The third trend: There is a close and constant direct connection among Palestinians between the state-building process and peace-making. The study demonstrates that without consistent progress toward stability, the chances of Palestinians finding their way to democracy and good governance decrease. Under current conditions, the democratic game will play into the hands of Hamas, and will minimize chances of peace with Israel. In the past decade, it became clear that the absence of good governance caused a weakening of the political institutions, the spread of corruption, and removal from the diplomatic process of the Islamists and the young generation of the nationalist movement. The outcome was that the Palestinian Authority succeeded in providing neither progress toward a settlement with Israel nor critical public services.
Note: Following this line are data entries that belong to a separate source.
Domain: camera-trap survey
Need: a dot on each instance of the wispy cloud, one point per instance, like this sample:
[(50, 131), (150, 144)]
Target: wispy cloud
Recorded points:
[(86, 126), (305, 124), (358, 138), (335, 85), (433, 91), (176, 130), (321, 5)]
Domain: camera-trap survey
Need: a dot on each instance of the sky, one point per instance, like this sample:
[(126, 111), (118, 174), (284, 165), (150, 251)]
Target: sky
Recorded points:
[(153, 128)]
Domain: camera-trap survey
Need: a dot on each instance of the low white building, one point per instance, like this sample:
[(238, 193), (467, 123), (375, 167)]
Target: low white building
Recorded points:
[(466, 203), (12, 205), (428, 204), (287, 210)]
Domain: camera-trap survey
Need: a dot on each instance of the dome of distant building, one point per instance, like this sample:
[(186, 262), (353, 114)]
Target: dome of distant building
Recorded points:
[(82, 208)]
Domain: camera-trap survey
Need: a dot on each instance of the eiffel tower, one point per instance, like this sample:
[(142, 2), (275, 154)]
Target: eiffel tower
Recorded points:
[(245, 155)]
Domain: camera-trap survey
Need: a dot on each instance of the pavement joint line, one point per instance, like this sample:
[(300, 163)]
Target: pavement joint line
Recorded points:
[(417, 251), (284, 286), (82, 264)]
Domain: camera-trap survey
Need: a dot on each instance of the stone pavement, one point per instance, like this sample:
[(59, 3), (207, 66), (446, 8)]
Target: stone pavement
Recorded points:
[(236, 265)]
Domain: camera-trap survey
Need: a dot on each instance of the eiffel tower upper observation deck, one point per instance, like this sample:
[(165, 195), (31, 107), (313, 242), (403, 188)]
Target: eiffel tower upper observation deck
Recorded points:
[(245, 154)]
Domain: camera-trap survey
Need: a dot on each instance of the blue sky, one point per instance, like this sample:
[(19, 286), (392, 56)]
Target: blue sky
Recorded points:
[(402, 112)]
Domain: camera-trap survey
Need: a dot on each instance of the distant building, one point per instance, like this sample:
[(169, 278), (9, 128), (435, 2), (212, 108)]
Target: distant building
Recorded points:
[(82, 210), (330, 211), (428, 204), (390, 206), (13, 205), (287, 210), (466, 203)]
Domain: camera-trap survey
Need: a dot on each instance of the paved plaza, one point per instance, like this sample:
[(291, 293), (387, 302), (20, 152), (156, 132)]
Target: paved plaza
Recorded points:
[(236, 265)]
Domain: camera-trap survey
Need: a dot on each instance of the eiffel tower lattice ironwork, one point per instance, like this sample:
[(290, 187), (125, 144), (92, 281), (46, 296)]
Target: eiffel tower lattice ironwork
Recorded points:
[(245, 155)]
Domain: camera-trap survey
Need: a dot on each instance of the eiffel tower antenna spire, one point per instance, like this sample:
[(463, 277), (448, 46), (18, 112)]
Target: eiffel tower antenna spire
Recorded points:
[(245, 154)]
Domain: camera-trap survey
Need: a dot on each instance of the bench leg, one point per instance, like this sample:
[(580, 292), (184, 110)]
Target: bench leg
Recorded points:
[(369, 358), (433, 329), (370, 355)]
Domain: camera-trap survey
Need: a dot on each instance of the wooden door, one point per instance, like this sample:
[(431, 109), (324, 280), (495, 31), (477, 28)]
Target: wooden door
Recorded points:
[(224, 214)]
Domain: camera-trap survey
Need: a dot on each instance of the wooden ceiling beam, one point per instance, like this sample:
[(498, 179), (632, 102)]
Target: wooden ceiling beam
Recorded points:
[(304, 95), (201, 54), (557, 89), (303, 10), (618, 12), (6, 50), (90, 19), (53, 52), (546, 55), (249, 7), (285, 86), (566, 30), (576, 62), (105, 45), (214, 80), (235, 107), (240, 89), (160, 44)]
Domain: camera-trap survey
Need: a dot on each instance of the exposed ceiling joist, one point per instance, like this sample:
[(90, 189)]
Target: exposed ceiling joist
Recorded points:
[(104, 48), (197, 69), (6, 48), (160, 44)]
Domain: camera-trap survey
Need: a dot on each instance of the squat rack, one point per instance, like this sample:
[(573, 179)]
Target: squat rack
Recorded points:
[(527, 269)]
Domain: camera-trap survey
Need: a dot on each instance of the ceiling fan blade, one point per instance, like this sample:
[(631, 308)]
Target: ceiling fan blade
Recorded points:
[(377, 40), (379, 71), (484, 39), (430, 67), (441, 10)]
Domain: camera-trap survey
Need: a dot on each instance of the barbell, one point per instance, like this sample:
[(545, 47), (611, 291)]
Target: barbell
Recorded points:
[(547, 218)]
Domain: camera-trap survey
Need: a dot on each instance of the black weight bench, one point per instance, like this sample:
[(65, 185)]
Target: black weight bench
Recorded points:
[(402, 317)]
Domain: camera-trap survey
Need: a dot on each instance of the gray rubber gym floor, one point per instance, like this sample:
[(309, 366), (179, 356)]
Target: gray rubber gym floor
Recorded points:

This led to an erosion of its legitimacy and to encouragement of an opposition that defiantly challenged its leadership, to the point of establishment of a state within a state.
Given the situation, Shikaki continues, the Palestinian Authority leadership lost the political will to enforce law and order. Moreover, the Islamists, who are seen as uncorrupted, attracted increasingly greater waves of support, to the point of a shift in the balance of political forces. In this manner, the status of the nationalist groups, who were the surviving backbone of the peace process, was further weakened. Shikaki believes that a struggle against corruption, including the dismissal of many of the heads of the security organizations, is the key for Fatah to the hearts of the public that has found shelter in the bosom of Hamas.